Report: NKorean hacking increases ahead of G-20
North Korea has been hacking into South Korean government computer networks with greater frequency to gather information on next week’s Group of 20 summit in Seoul, a South Korean newspaper reported Thursday.
North Korea has a track record of provocations when world attention is focused on the rival South, and Seoul is bracing for any possible North Korean moves to sabotage the meeting of world leaders.
North Korean hackers based in China collected unspecified minor information about the summit from South Korean government networks, the mass-circulation Chosun Ilbo newspaper reported citing an unidentified official at the presidential Blue House.

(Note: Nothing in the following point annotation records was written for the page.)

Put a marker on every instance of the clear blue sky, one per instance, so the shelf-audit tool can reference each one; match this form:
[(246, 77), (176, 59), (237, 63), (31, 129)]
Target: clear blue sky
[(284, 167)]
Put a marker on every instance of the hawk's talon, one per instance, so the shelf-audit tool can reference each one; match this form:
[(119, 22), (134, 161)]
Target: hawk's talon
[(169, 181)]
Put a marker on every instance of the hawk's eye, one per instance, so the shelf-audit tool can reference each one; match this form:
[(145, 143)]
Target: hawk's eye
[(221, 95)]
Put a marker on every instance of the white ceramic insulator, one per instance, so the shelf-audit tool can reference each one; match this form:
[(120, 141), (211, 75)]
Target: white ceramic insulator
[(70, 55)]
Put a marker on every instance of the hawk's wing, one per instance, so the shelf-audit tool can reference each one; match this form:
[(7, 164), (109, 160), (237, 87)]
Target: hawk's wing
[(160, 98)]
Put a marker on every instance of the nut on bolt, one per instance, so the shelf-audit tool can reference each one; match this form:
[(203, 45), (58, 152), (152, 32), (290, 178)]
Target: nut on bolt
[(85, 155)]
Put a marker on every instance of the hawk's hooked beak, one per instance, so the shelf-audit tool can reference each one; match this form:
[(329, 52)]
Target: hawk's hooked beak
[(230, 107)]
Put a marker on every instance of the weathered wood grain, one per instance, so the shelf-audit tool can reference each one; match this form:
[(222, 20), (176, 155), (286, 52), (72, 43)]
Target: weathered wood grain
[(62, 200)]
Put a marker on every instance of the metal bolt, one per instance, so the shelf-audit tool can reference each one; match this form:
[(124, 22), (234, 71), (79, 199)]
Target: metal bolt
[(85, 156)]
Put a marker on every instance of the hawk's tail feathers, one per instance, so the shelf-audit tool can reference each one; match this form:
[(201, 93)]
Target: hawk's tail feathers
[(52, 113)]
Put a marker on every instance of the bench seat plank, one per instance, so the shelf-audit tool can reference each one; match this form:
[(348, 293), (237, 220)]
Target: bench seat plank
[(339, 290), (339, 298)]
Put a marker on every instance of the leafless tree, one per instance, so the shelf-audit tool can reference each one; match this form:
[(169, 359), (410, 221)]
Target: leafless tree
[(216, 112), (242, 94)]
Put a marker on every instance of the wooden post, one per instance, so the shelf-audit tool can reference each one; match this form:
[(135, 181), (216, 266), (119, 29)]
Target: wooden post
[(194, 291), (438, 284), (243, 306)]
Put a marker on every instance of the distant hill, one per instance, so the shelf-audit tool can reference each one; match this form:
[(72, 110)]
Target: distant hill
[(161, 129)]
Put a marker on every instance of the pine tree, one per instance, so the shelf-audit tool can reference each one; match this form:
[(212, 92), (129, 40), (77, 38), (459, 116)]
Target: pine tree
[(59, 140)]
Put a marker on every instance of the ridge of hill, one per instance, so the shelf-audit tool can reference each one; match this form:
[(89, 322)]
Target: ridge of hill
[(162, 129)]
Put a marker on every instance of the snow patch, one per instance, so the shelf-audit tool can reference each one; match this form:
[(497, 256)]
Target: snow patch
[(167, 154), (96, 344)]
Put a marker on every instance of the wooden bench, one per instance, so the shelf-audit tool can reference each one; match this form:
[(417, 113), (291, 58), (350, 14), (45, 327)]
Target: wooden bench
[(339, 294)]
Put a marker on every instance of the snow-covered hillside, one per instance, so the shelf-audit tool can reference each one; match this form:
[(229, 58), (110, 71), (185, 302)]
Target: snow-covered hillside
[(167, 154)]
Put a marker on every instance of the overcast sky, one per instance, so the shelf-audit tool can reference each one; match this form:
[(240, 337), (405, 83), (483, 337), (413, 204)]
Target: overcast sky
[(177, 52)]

The Blue House and the National Security Service — Seoul’s main spy agency — said they couldn’t immediately confirm the report.
It’s widely believed that North Korea runs a cyber warfare unit aimed at hacking into South Korean and U.S. networks to collect confidential information and disrupt service. Last week, South Korea’s spy chief told lawmakers that North Korea has about 1,000 hackers.
South Korean President Lee Myung-bak said Wednesday that he does not believe Pyongyang would strike South Korea but that Seoul was ready for anything.
“The South Korean government is making thorough preparations against (any possible attacks) by North Korea and worldwide terrorist organizations,” Lee told reporters during a televised news conference.
In 1987, a year before the Seoul Olympics, North Korean agents planted a bomb on a South Korean plane, killing all 115 people on board. In 2002, when South Korea jointly hosted soccer’s World Cup along with Japan, a North Korean naval boat sank a South Korean patrol vessel near the sea border.
Tension between the rivals spiked again last week when soldiers from each side briefly exchanged gunfire along their heavily armed border. There was more gunfire Wednesday, when the South Korean navy fired warning shots to chase away a North Korean fishing boat that crossed their sea border.
The two Koreas are still technically at war because their conflict in the 1950s ended with an armistice, not a peace treaty. The U.S. stations 28,500 troops in South Korea.